Example: The copyright character
U+00A9 = 0000 0000 1010 1001
110 00010 10 101001 = #xC2 #xA9
Example: The not-equal-to character
U+2260 = 0010 0010 0110 0000
1110 0010 10 001001 10 100000 = 0xE2 0x89 0xA0
(A quick digression. Unicode 2.0 had only (expt 2 16) characters.
The obvious encoding is as 2-bytes, and this was called the
`Universal Character Set'. Of course, 2-bytes is enough for any
character...NOT. Fortunately, a good chunk of the 16-bit space had
not yet been assigned, so codes from #xD800 through #xDFFF were
reserved to allow an escape mechanism (surrogate characters).
Ok, this is a major kludge, but the thing is this: The vast
majority of glyphs in major use (other than Chinese) fit in the
16-bit space. So if you are willing to punt, you can support *most*
of Unicode with 16-bit characters. This is grudgingly allowed.)

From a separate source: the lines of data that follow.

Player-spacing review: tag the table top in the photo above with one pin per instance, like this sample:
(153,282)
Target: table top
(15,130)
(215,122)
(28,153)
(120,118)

UCS-2 A 16-bit subset of Unicode that doesn't include the
surrogate sequences.
`Surrogate characters' are pairs of 16-bit codes where the first
byte must have D8, D9, DA, or DB as the top nybble and the second
byte must have DC, DD, DE, or DF as the top. This gives you just
enough bits to encode the parts of unicode you can't normally get
to.
UTF-16LE Code points U+000000 through U+00CFFE are represented by
encoding only the bottom 16 bits in a pair of bytes, least
significant byte first. Surrogate characters are used for
the high codes.
UTF-16BE Code points U+000000 through U+00CFFE are represented by
encoding only the bottom 16 bits in a pair of bytes, most
significant byte first. Surrogate characters are used for
the high codes.
UTF-16 Code points U+000000 through U+00CFFE are represented by
encoding only the bottom 16 bits. Surrogate characters are
used for the high codes.
-----------
The advantage of UTF-8 is this:
- ASCII codes are unchanged.
- Most latin characters (which are mostly ascii) are one byte long,
but few extra european characters are two bytes.
- Byte ordering isn't ambiguous.
- Strings are null terminated.
- Because of the funky encoding, it is self-synchronizing. You
cannot do a string search for `foo' and accidentally end up in the
`middle' of a character.
The disadvantages are:
- You cannot index into a string without scanning from the start.
- Eastern languages (Indian, Chinese, etc.) require 3-bytes per
character to encode rather than one byte. Believe it or not, this
is percieved by some as an *intentional* slight against eastern
cultures.
-------------------------
A question for Matthew: Why not UTF-16?
--
~jrm